Hipocresía cristiana (otra vez)

La semana pasada, un grupo de iglesias evangélicas y católicas solicitó al gobierno hondureño que se le niegue la entrada al país a una persona. Aseguran que es un mal ejemplo para la juventud, que promueve la inmoralidad y que atenta contra el núcleo familiar.

¿Quién es semejante monstruo?

 

 

 

 

 

Esperelo…

 

 

 

 

 

 

Sí, es Ricky Martin.

¿Su crimen?

Ser homosexual.

No importa que Ricky Martin sea Embajador de UNICEF, que tenga una fundación dedicada a rescatar a niños explotados, que done su dinero a diversas organizaciones benéficas o que colabore a la reconstrucción de países como Haití. Ricky Martin es un homosexual sucio y depravado, y un pésimo ejemplo para la juventud. En resumen, a estos hipócritas no les interesan las cualidades que hacen a una persona ser alguien ejemplar y de beneficio a la humanidad, les interesa lo que esa persona hace cuando está desnuda en la privacidad de su hogar, y con quién lo hace.

Creo que eventualmente, Honduras recibirá la visita de una persona que ha ido a África – en donde 1.3 millones de personas mueren anualmente a causa del SIDA –  a hablar en contra del uso de los preservativos; y que reubicó, encubrió y protegió a cientos de sacerdotes pederastas. Esta persona tiene las manos manchadas de cantidades industriales de sangre.

¿Pedirán las iglesias con el mismo fervor al gobierno hondureño que no deje entrar a Joseph Ratzinger si este se decide a visitar al vecino país?

¿Se opondrán a que ingrese algún predicador evangélico, de esos que saquean los bolsillos de sus ingenuos fieles?

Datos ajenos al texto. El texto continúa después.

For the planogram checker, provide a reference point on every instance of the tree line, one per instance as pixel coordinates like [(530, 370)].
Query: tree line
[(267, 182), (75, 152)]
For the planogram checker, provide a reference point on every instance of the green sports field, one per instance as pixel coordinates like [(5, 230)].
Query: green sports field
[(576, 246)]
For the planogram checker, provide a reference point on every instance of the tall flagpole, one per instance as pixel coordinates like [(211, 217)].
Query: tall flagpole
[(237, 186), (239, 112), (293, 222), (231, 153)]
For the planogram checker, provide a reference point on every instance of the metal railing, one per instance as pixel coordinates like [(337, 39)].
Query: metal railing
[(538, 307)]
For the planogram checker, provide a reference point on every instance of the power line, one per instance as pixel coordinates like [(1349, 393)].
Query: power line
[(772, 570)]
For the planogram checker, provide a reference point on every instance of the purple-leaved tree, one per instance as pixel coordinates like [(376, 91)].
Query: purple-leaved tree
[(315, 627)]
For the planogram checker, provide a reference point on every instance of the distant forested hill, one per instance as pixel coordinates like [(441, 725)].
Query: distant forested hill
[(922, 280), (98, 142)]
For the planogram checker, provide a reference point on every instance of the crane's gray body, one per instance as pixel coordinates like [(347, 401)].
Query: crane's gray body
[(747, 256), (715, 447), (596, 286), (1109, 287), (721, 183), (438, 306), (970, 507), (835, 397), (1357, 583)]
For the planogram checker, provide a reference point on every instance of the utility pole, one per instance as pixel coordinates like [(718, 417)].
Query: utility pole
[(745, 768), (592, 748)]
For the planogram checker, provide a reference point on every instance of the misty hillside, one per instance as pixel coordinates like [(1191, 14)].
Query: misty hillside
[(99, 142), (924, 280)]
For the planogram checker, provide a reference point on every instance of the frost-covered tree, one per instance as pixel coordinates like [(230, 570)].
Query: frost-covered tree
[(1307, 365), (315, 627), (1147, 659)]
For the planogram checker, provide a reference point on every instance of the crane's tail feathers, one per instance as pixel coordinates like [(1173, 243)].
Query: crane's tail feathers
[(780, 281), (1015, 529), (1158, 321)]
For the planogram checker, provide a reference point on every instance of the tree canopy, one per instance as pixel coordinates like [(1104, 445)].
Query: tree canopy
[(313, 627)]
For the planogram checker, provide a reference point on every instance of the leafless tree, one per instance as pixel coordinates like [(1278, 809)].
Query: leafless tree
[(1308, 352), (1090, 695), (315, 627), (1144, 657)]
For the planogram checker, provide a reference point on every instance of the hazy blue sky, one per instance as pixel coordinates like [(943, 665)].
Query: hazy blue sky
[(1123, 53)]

Por supuesto que no, lo suyo no es la es la integridad humana, es la hipocresía, la prepotencia y la frivolidad.

Oscar G. Pineda

Oscar es un mamífero bípedo, de la especie Homo sapiens. Disfruta observando extrañas y repetitivas manchas en pedazos de papel, y oyendo a personas de acento raro hablar de peces con patas saliendo del mar; usando palabras raras como ‘qualia’ o números con muchos, muchos ceros. Tuvo la loca idea de dedicar su vida a hacer lo que le gusta, así que ahora está estudiando filosofía en la universidad y ciencia en su tiempo libre. Así se siente a gusto, cuestionando todo; hasta lo que “no se debe cuestionar”. Ah, y odia escribir sobre él mismo en tercera persona.